Doktor Hoffmann (Anton Noori) im Krankenzimmer mit Caroline (Martina Gedeck). Foto: BR//Petro Domenigg

Die Schauspielerin Martina Gedeck wird in der ARD im poetischen Fernsehfilm „Herzjagen“ als Patientin buchstäblich und im übertragenen Sinne am Herzen berührt.

Wien - Die Architektin Caroline Binder (Martina Gedeck) erfährt, dass sie wegen ihrer Herzinsuffizienz so schnell wie möglich operiert werden sollte. Nach dem Gespräch beim Herzchirurgen Paul Hoffmann (Paul Noori) flüchtet sie erst einmal auf die Krankenhaustoilette. In der Nebenkabine hustet und spuckt eine Frau, die Caroline Binder natürlich ebenfalls für „eine Patientin aus der ersten Klasse“ hält.
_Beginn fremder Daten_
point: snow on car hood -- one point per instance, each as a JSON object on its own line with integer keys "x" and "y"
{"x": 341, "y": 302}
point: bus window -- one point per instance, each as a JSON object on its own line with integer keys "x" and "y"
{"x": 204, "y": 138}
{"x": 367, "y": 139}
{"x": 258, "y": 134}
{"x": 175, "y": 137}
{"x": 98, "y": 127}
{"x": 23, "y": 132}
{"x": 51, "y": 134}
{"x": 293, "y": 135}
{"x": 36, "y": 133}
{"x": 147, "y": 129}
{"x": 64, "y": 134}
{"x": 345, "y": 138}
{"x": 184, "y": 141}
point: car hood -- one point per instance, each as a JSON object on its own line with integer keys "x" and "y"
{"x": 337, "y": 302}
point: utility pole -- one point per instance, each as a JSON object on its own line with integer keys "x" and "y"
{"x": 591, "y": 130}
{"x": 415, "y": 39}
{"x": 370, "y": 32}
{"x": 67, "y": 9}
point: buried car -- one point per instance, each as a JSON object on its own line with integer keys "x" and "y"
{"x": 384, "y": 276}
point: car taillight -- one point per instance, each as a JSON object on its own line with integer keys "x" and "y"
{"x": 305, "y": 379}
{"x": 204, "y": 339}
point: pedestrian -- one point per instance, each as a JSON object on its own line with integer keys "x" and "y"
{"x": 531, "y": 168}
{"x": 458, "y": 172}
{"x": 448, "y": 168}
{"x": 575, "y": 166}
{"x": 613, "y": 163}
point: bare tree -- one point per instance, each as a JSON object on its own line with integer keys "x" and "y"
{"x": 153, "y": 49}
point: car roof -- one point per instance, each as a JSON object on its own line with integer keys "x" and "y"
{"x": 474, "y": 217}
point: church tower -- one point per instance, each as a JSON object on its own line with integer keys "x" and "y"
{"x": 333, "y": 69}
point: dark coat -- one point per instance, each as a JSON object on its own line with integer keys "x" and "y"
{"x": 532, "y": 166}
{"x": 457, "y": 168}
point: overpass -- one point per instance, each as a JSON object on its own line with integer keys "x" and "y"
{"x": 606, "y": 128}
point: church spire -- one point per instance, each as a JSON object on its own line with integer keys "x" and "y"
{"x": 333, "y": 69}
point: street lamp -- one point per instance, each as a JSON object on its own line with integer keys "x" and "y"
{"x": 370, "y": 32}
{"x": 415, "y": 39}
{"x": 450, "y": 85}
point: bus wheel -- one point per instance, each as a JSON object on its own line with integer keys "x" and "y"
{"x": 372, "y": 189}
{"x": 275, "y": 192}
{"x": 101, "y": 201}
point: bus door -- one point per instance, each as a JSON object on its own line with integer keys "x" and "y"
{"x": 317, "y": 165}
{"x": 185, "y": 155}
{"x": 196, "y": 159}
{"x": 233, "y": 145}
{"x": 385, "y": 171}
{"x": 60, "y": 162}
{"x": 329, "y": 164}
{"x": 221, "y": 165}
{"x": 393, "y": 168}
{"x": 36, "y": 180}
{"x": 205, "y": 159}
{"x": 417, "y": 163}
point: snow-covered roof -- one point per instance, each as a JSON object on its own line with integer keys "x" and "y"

Erika Pielach (Ruth Brauer-Kvam) allerdings ist die Krankenhaus-Psychiaterin, die sich in den Pausen gerne zum Rauchen und Quatschen mit dem befreundeten Herzchirurgen auf dem Dachgarten trifft. Und die im Fernsehfilm „Herzjagen“ eine wichtige Nebenrolle spielt, weil die Psychiaterin der auf die Dauer doch arg anstrengenden Selbstbezogenheit der Ex-Architektin noch einen anderen Blick auf die Welt hinzufügt. Und bei der es auch nicht pathetisch und hohl klingt, wenn sie sagt: „Das Leben muss man feiern, Paul, jeden Tag. Das will ich mir nicht durch euer Mitleid vermiesen lassen.“

Angst vor der OP

Caroline Binder hat verständlicherweise Angst vor der Operation, wird von Albträumen geplagt und kippt beim Tai Chi um. Sie ruft den Chirurgen an und sagt die Operation ab („Sie leben auch nicht ewig, Herr Doktor“). Warum manche Menschen an Krankheiten festhielten wie an alten Gewohnheiten, will der Chirurg auf dem Krankenhaus-Dach wissen. „Weil sie sie brauchen“, gibt die Psychiaterin eine geradezu prophetische Antwort.

Denn Caroline entschließt sich dann doch zur OP und entwickelt trotz erfolgreichen Verlaufs obsessive Züge. Das Herz ist ja nicht nur ein lebenswichtiges Organ, sondern gibt auch metaphorisch einiges her. Aber wenn Caroline sagt: „Er hat mein Herz berührt“, ist das hier ganz wörtlich gemeint. Ihr erscheint der Arzt im Traum, sie macht ihm zuerst Vorwürfe („Sie haben mir meine Ruhe genommen“), scheint sich dann zu ihm hingezogen zu fühlen und verfolgt ihn wie eine Stalkerin über die Krankenhausflure.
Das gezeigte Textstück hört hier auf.